Görüşlerine katılmak katılmamak bir yana ama basının en kontrollü insanlarından birisi sayılabilecek Oktay Ekşi'nin okuyana ve eminim kendisine de kâğıt üstünde basılı olarak gördüğü zaman dehşet veren ifadesi ileride bugünleri anlamak isteyenlerin ayrıntılı biçimde ve farklı yöntemler kullanarak irdelemesi gereken bir durumdur. Zaten kendisi de yayınladığı özür yazısında bunu belirtti. Peki nasıl oluyor da, en belirgin özelliği denetim ve nezaket olan birisi bu noktaya sürükleniyor?
Bu soruyu bir kenara kaydettikten sonra ikincisine geçelim: nasıl oluyor da CHP Genel Başkanı Cumhuriyet Bayramı gecesinde kendisini Bağdat Caddesi'ne atıyor, "halkın arasındayım" diyor.
Bu iki soruya kısa yanıtım Türkiye'de cereyan eden olayların, ortaya çıkan gelişmelerin, yaşanan dönüşümün algılanamaması, okunamaması, anlaşılamaması olacaktır. Sistemin, toplumun ve modelin değiştiğini yeterince göremeyip, anlayamayıp ona direnenlerin yaşadığı öfkenin getirdiği bir kontrolsüzlüktür bu. Ortadaki durum mevcut düzeni bozdukça, yerleşik ilişkiler ağını parçaladıkça, oluşan yeni koşullar içinde neyin ne olduğunu anlamaya çalışmaktansa, yaşananları sadece eski düzenin eski sözcükleri ve kavramlarıyla reddetmenin ulaştıracağı son budur.
Büyük değişim dönemlerinde bu türden sonuçlar çok görülür. Bu gibi durumlarda bazı insanlar yer değiştirir, bazıları yer değiştirmiş zannedilir, bazıları da yerini tutmak için, yerini tutmak adına anlamsız bir direnişin içine girer, zamanın ve yeniliğin altını oyduğunu, konumunu kemirdiğini, onu bir posa gibi devre dışı bıraktığını, bırakacağını göremez.

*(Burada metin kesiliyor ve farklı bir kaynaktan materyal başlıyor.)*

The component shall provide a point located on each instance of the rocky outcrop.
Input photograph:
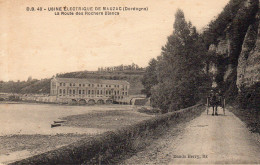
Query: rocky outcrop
(237, 49)
(248, 69)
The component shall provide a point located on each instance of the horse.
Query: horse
(214, 101)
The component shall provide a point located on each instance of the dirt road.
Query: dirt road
(204, 140)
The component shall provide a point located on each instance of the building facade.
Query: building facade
(89, 91)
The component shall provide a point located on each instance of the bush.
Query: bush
(149, 111)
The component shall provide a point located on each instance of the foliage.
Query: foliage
(179, 69)
(150, 78)
(217, 27)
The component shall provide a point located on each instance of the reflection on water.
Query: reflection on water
(37, 118)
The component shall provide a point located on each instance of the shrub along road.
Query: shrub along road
(206, 139)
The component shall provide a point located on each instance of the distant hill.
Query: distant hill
(43, 86)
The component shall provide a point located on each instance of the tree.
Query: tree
(179, 69)
(150, 78)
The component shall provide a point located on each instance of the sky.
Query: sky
(41, 44)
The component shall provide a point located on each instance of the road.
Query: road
(204, 140)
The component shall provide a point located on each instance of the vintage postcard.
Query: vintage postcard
(129, 82)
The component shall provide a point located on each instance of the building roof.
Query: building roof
(91, 81)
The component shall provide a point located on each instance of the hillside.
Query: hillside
(43, 86)
(233, 41)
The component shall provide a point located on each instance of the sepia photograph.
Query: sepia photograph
(129, 82)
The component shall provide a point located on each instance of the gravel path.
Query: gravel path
(204, 140)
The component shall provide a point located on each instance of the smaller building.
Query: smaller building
(89, 91)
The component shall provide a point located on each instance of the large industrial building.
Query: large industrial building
(89, 91)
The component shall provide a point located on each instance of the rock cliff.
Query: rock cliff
(237, 48)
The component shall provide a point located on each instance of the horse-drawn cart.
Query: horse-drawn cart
(215, 101)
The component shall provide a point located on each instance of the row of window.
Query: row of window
(90, 85)
(115, 97)
(98, 92)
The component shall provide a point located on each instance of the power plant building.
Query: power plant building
(89, 91)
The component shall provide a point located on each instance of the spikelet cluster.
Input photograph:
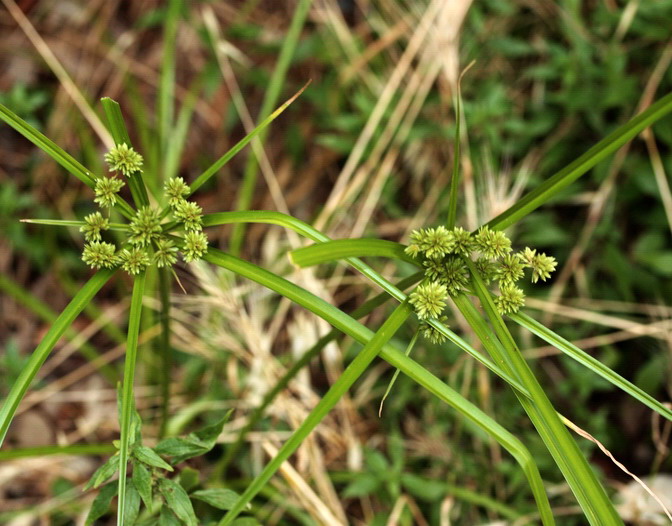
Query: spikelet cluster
(442, 253)
(153, 237)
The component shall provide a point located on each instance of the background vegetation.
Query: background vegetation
(366, 150)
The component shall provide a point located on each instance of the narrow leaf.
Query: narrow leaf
(64, 320)
(612, 142)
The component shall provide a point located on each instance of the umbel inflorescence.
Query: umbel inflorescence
(152, 235)
(442, 252)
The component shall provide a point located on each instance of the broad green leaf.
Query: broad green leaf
(142, 481)
(189, 478)
(591, 363)
(180, 449)
(220, 498)
(148, 456)
(351, 373)
(394, 357)
(101, 504)
(64, 320)
(345, 248)
(178, 501)
(127, 400)
(103, 473)
(612, 142)
(132, 505)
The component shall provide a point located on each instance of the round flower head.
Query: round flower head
(95, 223)
(510, 269)
(511, 299)
(189, 213)
(145, 226)
(134, 260)
(176, 191)
(429, 299)
(195, 245)
(436, 242)
(165, 253)
(541, 264)
(106, 190)
(492, 243)
(486, 269)
(122, 158)
(463, 244)
(432, 334)
(99, 255)
(455, 276)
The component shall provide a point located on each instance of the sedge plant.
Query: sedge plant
(455, 267)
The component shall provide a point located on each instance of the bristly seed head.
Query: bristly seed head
(95, 223)
(106, 190)
(122, 158)
(99, 255)
(134, 260)
(190, 214)
(145, 226)
(176, 191)
(492, 244)
(429, 299)
(195, 245)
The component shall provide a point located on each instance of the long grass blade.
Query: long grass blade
(582, 480)
(346, 248)
(127, 398)
(612, 142)
(351, 373)
(589, 362)
(394, 357)
(59, 327)
(304, 229)
(270, 99)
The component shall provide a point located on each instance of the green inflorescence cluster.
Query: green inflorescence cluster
(442, 252)
(151, 240)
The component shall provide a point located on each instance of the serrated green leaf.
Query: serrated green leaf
(168, 518)
(150, 457)
(189, 478)
(143, 483)
(178, 501)
(103, 473)
(208, 435)
(131, 504)
(220, 498)
(179, 448)
(101, 504)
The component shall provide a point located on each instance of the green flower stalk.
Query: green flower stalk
(195, 245)
(511, 299)
(145, 226)
(99, 255)
(95, 223)
(106, 190)
(431, 333)
(176, 190)
(123, 158)
(429, 299)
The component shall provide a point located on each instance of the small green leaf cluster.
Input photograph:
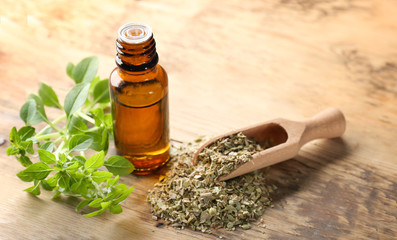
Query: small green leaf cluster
(61, 145)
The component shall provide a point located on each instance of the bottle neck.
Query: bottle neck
(139, 57)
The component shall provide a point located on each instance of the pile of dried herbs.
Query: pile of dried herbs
(191, 196)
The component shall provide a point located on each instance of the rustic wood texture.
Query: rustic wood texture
(230, 64)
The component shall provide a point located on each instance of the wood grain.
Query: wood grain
(231, 64)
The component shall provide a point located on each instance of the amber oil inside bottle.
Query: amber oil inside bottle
(139, 90)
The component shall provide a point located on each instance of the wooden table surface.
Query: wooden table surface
(230, 64)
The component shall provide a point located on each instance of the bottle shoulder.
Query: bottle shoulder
(119, 77)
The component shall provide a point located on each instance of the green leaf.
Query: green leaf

Doğan Medya grubunda son dönemlerde yaşananlar şu söylediğim çerçevenin dışında değildir. Aksine ve ne yazık ki, o grup, büyük paydası itibariyle eski düzenin eski alışkanlıklarla devam edeceğini sanmış ve sadece kendisine değil topluma da büyük zararlar vermiştir; hem de 1997 sonrası gibi uzun bir dönemde. Oysa her şey çok daha farklı olabilir, bu büyük potansiyel, eleştiri, karşı çıkma, irdeleme hakkını sonuna kadar koruyarak yeni süreçleri çok daha yapıcı bir biçimde değerlendirebilirdi.
Ertuğrul Özkök'ten sonra Oktay Ekşi'nin de 1974'ten bu yana "başyazarlık" yaptığı Hürriyet'ten (o arada Deniz Baykal'ın CHP genel başkanlığından) ayrılması bir dönemin, bir anlayışın kapandığı, bir modelin sonuna gelindiği anlamı taşımıyor mu? Sembol falan değil düpedüz ve ağır bir gerçeklik olarak.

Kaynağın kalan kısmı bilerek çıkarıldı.